Regular Letters of Administration

Current through March 1, 2017
Regular Letters of Administration

Where there is no Will, Letters of Administration will be granted to the following persons or their nominees in the following order of priority:

1. the surviving spouse;
2. the intestate heirs (or such of them as the Register determines will best administer the estate);
3. the principal creditors of the decedent at the time of death;
4. other fit persons; or
5. a guardianship support agency which served as guardian of an incapacitated person who died during the guardianship.

The intestate heirs are persons related to the decedent and entitled to inherit the estate, as set forth in the statute, Section 2101 of the PEF Code. Intestate heirs have priority to administer the estate according to the size of the heir's interest in the estate and not according to the closeness of the relationship to the decedent. For example, if a person dies leaving as next-of-kin a sister and a son of a deceased sister, the law provides that both share equally in the estate and have an equal right to administer the estate. Although the sister is in closer relationship to the decedent, she does not have a greater right to administer the estate.

If a person entitled to administer the estate of an intestate renounces that right, a Renunciation and Nomination (Appendix A, Form No. 4) or similar writing must be executed and filed with the Register. The Register will generally accept that person's nominee as administrator in preference to those in the next class of priority. Nominations will be accepted from minor heirs who are at least 14 years of age. If a Renunciation is not executed in the presence of a probate clerk, it must be verified or notarized.

To obtain regular Letters of Administration, the person or persons entitled must generally follow the procedure set forth under Chapter 2. A Petition for the Grant of Letters (Appendix A, Form No. 1) is required, as well as a death certificate, an Estate Information Sheet (Appendix A, Form No. 2) and a check for the probate fee. Other documents, such as Renunciations, may be required as well.

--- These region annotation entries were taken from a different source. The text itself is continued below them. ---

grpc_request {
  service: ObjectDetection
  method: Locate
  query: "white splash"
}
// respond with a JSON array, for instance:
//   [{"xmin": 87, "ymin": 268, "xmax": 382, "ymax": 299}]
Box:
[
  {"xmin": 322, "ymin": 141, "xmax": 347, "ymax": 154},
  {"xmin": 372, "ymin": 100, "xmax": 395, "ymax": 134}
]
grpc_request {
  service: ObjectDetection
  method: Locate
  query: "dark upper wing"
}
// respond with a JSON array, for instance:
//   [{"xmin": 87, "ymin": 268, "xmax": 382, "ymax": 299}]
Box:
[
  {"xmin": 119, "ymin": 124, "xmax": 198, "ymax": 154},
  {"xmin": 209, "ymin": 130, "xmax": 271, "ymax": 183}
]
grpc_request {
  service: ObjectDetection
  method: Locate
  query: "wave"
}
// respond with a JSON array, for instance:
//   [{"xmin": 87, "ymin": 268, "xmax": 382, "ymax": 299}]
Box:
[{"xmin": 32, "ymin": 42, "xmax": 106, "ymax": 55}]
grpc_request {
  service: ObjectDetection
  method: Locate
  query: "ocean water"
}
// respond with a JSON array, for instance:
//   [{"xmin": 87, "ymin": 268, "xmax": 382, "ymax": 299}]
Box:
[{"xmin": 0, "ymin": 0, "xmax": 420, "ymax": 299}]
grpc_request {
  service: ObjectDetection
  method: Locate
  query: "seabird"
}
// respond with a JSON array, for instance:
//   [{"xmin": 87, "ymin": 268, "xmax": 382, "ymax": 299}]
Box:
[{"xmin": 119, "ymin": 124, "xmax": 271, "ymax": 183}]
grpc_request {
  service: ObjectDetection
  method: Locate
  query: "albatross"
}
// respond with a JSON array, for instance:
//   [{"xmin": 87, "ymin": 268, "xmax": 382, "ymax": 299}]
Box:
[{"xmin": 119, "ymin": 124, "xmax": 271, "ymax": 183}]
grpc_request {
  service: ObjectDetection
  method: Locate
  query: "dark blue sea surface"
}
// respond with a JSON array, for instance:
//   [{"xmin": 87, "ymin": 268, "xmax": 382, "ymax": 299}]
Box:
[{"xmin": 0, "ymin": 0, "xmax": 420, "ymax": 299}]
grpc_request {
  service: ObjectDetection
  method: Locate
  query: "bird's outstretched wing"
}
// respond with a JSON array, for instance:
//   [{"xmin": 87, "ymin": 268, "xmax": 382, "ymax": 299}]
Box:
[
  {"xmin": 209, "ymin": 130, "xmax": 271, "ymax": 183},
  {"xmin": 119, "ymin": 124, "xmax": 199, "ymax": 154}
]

The Register will not appoint co-administrators unless all interested parties agree. It is advisable to produce written consents to demonstrate such an agreement. If the parties cannot agree, the Register will generally grant Letters of Administration to the nominee of the heirs whose interests, under the Intestate Act, form a majority interest in the estate.

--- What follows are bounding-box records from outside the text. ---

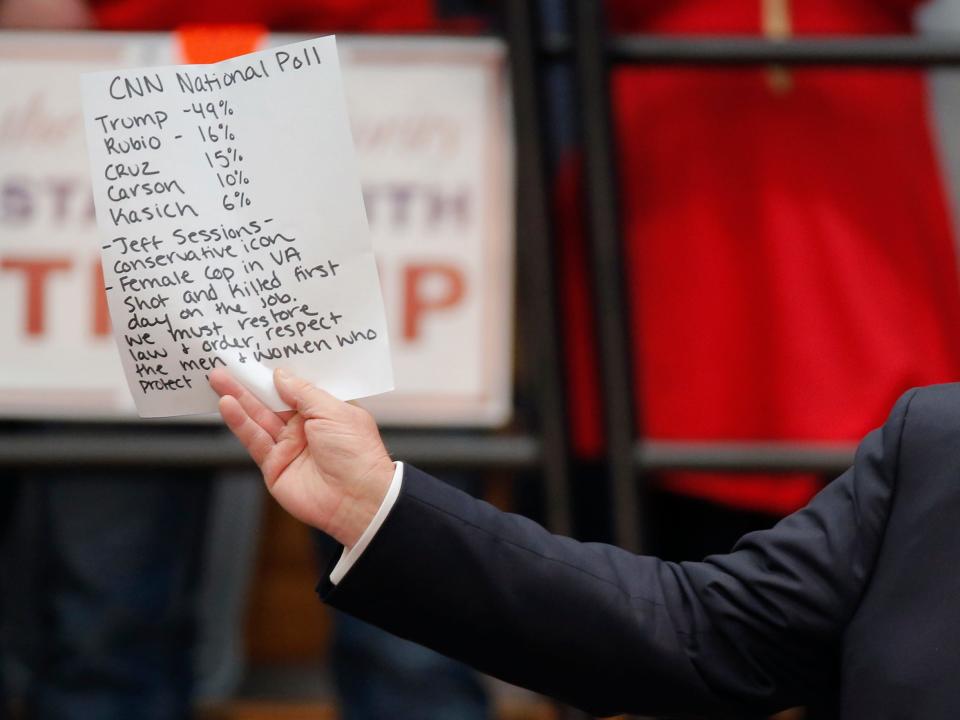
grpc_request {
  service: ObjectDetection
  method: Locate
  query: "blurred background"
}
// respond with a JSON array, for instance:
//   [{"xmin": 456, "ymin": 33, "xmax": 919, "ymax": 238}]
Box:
[{"xmin": 0, "ymin": 0, "xmax": 960, "ymax": 720}]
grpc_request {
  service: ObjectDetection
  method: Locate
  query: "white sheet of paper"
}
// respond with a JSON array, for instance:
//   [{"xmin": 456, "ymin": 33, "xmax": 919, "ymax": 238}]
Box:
[{"xmin": 83, "ymin": 37, "xmax": 393, "ymax": 417}]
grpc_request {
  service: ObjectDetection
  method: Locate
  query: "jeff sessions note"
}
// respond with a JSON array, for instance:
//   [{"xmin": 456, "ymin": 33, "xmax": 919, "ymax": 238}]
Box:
[{"xmin": 83, "ymin": 37, "xmax": 393, "ymax": 417}]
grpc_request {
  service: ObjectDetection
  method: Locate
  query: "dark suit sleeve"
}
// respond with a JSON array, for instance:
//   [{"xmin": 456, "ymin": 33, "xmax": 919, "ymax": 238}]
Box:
[{"xmin": 320, "ymin": 394, "xmax": 911, "ymax": 715}]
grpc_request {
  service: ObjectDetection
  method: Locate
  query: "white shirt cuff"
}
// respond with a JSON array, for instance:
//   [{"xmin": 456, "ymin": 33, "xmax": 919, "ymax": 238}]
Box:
[{"xmin": 330, "ymin": 462, "xmax": 403, "ymax": 585}]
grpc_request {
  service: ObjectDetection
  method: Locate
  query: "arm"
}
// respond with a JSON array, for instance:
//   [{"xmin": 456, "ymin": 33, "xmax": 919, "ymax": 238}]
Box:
[{"xmin": 214, "ymin": 372, "xmax": 911, "ymax": 714}]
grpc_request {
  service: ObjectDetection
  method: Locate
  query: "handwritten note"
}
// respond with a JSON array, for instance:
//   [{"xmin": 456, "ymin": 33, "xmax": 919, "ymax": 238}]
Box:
[{"xmin": 83, "ymin": 37, "xmax": 393, "ymax": 417}]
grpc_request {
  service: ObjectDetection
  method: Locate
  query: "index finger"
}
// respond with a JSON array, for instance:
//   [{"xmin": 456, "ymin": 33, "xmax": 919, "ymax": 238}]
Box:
[{"xmin": 210, "ymin": 368, "xmax": 293, "ymax": 440}]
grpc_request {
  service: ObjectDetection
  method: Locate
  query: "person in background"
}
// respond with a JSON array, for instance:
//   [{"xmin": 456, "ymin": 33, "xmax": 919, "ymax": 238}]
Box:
[
  {"xmin": 557, "ymin": 0, "xmax": 960, "ymax": 559},
  {"xmin": 0, "ymin": 5, "xmax": 210, "ymax": 720},
  {"xmin": 0, "ymin": 0, "xmax": 490, "ymax": 720}
]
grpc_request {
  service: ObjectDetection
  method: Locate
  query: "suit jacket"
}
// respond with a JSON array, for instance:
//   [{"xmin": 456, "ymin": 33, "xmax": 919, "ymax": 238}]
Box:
[{"xmin": 319, "ymin": 385, "xmax": 960, "ymax": 720}]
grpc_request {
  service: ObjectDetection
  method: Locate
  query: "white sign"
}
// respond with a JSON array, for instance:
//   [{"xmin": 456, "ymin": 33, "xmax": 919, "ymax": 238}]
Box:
[
  {"xmin": 0, "ymin": 33, "xmax": 514, "ymax": 425},
  {"xmin": 83, "ymin": 37, "xmax": 393, "ymax": 417}
]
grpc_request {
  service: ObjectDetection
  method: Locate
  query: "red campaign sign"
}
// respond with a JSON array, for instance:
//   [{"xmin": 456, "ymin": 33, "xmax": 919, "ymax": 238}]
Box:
[{"xmin": 0, "ymin": 33, "xmax": 514, "ymax": 426}]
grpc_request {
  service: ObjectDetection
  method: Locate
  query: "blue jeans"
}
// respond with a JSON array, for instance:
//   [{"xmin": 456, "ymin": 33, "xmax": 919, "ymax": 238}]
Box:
[
  {"xmin": 314, "ymin": 474, "xmax": 490, "ymax": 720},
  {"xmin": 332, "ymin": 613, "xmax": 490, "ymax": 720},
  {"xmin": 12, "ymin": 469, "xmax": 210, "ymax": 720}
]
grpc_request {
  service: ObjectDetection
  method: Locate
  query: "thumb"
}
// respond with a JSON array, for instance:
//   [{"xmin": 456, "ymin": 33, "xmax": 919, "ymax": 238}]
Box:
[{"xmin": 273, "ymin": 369, "xmax": 343, "ymax": 418}]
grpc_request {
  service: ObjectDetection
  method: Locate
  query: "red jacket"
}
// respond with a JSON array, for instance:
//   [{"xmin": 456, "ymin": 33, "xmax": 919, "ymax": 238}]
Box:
[{"xmin": 562, "ymin": 0, "xmax": 960, "ymax": 513}]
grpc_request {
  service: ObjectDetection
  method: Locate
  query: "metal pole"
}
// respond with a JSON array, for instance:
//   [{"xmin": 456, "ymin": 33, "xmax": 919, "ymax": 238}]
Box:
[
  {"xmin": 574, "ymin": 0, "xmax": 643, "ymax": 552},
  {"xmin": 503, "ymin": 0, "xmax": 571, "ymax": 535}
]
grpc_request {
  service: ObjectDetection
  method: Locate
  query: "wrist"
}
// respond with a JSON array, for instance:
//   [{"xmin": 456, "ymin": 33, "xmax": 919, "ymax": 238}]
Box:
[{"xmin": 328, "ymin": 460, "xmax": 396, "ymax": 548}]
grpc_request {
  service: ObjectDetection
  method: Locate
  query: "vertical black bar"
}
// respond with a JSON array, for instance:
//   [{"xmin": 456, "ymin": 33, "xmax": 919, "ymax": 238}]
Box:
[
  {"xmin": 573, "ymin": 0, "xmax": 642, "ymax": 552},
  {"xmin": 503, "ymin": 0, "xmax": 571, "ymax": 535}
]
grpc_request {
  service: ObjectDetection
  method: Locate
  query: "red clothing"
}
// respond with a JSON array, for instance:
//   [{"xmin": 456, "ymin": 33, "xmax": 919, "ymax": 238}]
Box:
[
  {"xmin": 91, "ymin": 0, "xmax": 485, "ymax": 33},
  {"xmin": 568, "ymin": 0, "xmax": 960, "ymax": 513},
  {"xmin": 92, "ymin": 0, "xmax": 435, "ymax": 32}
]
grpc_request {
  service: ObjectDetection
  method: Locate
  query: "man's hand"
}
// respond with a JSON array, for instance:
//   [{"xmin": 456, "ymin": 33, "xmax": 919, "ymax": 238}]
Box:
[{"xmin": 210, "ymin": 368, "xmax": 394, "ymax": 547}]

If heirs under the age of 14 constitute a majority interest, the Register will require that a guardian be appointed to renounce on their behalf and nominate a qualified personal representative, unless the estate is under $25,000.00 or Letters are being granted for litigation ("for suit") purposes only. (See paragraphs C. and E. below). The guardian is appointed by the Orphans' Court following the filing of a Petition for Appointment of a Guardian for the Minor's Estate.

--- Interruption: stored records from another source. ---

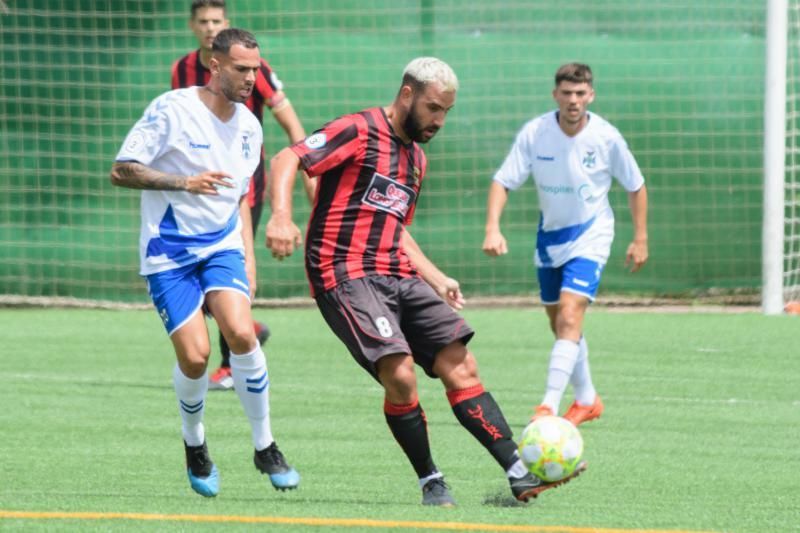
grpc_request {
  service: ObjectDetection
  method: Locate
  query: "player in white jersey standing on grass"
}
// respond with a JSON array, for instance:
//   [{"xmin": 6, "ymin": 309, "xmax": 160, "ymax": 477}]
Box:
[
  {"xmin": 111, "ymin": 28, "xmax": 300, "ymax": 497},
  {"xmin": 483, "ymin": 63, "xmax": 648, "ymax": 426}
]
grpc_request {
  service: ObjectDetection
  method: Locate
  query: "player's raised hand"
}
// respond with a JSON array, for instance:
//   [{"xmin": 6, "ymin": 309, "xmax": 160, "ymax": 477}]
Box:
[
  {"xmin": 483, "ymin": 229, "xmax": 508, "ymax": 257},
  {"xmin": 186, "ymin": 170, "xmax": 234, "ymax": 196},
  {"xmin": 267, "ymin": 215, "xmax": 303, "ymax": 261},
  {"xmin": 625, "ymin": 240, "xmax": 648, "ymax": 272},
  {"xmin": 436, "ymin": 278, "xmax": 467, "ymax": 311}
]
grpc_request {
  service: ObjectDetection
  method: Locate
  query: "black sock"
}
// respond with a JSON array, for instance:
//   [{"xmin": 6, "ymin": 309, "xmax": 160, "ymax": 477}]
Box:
[
  {"xmin": 383, "ymin": 402, "xmax": 436, "ymax": 479},
  {"xmin": 447, "ymin": 387, "xmax": 518, "ymax": 470}
]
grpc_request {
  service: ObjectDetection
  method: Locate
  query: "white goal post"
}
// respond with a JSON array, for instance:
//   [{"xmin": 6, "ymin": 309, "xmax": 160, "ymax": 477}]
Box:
[{"xmin": 762, "ymin": 0, "xmax": 789, "ymax": 315}]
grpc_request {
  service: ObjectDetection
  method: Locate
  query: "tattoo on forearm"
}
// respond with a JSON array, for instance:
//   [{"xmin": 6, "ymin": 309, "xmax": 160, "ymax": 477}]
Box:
[{"xmin": 111, "ymin": 162, "xmax": 187, "ymax": 191}]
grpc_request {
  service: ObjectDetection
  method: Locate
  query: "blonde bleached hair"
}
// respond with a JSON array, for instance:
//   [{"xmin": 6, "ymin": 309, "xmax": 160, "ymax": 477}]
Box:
[{"xmin": 403, "ymin": 57, "xmax": 458, "ymax": 92}]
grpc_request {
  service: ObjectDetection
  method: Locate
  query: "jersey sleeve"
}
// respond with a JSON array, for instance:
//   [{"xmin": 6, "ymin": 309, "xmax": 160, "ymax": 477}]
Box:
[
  {"xmin": 116, "ymin": 93, "xmax": 172, "ymax": 165},
  {"xmin": 610, "ymin": 135, "xmax": 644, "ymax": 192},
  {"xmin": 255, "ymin": 59, "xmax": 286, "ymax": 109},
  {"xmin": 239, "ymin": 125, "xmax": 264, "ymax": 196},
  {"xmin": 494, "ymin": 122, "xmax": 536, "ymax": 190},
  {"xmin": 170, "ymin": 59, "xmax": 181, "ymax": 89},
  {"xmin": 291, "ymin": 116, "xmax": 362, "ymax": 176}
]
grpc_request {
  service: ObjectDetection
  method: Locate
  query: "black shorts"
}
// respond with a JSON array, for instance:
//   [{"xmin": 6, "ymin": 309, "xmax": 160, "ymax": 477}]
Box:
[{"xmin": 316, "ymin": 276, "xmax": 475, "ymax": 379}]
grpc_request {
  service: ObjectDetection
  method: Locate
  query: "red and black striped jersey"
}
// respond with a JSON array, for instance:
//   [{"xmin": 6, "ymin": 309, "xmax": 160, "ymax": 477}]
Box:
[
  {"xmin": 172, "ymin": 49, "xmax": 285, "ymax": 207},
  {"xmin": 291, "ymin": 107, "xmax": 427, "ymax": 296}
]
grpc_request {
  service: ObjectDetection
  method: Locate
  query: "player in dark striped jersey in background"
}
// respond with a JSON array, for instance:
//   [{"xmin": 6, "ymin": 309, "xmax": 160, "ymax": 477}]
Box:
[
  {"xmin": 266, "ymin": 57, "xmax": 585, "ymax": 506},
  {"xmin": 172, "ymin": 0, "xmax": 315, "ymax": 389}
]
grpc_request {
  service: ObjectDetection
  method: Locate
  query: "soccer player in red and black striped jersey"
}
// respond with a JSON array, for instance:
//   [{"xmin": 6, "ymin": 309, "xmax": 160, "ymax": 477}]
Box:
[
  {"xmin": 172, "ymin": 0, "xmax": 316, "ymax": 389},
  {"xmin": 266, "ymin": 57, "xmax": 585, "ymax": 506}
]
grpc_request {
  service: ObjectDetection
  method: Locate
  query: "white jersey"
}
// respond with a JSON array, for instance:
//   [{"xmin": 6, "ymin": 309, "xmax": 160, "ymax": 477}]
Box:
[
  {"xmin": 116, "ymin": 87, "xmax": 262, "ymax": 275},
  {"xmin": 494, "ymin": 111, "xmax": 644, "ymax": 267}
]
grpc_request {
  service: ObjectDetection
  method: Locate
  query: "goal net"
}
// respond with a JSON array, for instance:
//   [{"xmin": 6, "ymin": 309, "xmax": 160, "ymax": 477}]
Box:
[
  {"xmin": 783, "ymin": 0, "xmax": 800, "ymax": 302},
  {"xmin": 0, "ymin": 0, "xmax": 772, "ymax": 302}
]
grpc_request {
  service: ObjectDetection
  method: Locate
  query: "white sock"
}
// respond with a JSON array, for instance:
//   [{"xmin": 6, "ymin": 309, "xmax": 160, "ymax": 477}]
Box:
[
  {"xmin": 506, "ymin": 459, "xmax": 528, "ymax": 479},
  {"xmin": 231, "ymin": 345, "xmax": 274, "ymax": 450},
  {"xmin": 569, "ymin": 337, "xmax": 597, "ymax": 405},
  {"xmin": 542, "ymin": 339, "xmax": 579, "ymax": 415},
  {"xmin": 419, "ymin": 471, "xmax": 444, "ymax": 488},
  {"xmin": 172, "ymin": 363, "xmax": 208, "ymax": 446}
]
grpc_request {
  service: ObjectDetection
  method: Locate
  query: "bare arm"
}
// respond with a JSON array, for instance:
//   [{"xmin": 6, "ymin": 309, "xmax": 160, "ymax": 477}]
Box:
[
  {"xmin": 272, "ymin": 98, "xmax": 317, "ymax": 204},
  {"xmin": 625, "ymin": 185, "xmax": 648, "ymax": 272},
  {"xmin": 111, "ymin": 161, "xmax": 233, "ymax": 195},
  {"xmin": 239, "ymin": 195, "xmax": 258, "ymax": 302},
  {"xmin": 400, "ymin": 229, "xmax": 466, "ymax": 309},
  {"xmin": 266, "ymin": 148, "xmax": 303, "ymax": 260},
  {"xmin": 483, "ymin": 181, "xmax": 508, "ymax": 257}
]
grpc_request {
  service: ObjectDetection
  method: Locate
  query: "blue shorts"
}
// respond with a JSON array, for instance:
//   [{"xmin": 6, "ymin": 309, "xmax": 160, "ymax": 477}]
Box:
[
  {"xmin": 537, "ymin": 257, "xmax": 605, "ymax": 305},
  {"xmin": 145, "ymin": 250, "xmax": 250, "ymax": 335}
]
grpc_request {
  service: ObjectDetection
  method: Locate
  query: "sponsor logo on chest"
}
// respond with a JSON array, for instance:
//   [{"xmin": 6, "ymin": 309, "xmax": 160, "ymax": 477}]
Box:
[{"xmin": 361, "ymin": 172, "xmax": 417, "ymax": 218}]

When a majority of intestate heirs cannot agree on an administrator, any heir may file a petition for citation directed to the other heirs to show cause why the petitioner (or his nominee) should not be appointed administrator (Appendix B, Form No. 2). If the other heirs do not appear, the Register may appoint the petitioner, or his nominee, as administrator. If the other heirs do appear to oppose the petition, the Register will hold a hearing on the petition (see the section entitled "Hearings Before the Register," below) and appoint a "fit person" as administrator. The Register has discretionary authority to appoint a disinterested third party.

In the event a decedent dies without a Will and without heirs (other than the Commonwealth, as statutory heir), the Register has authority to appoint an administrator.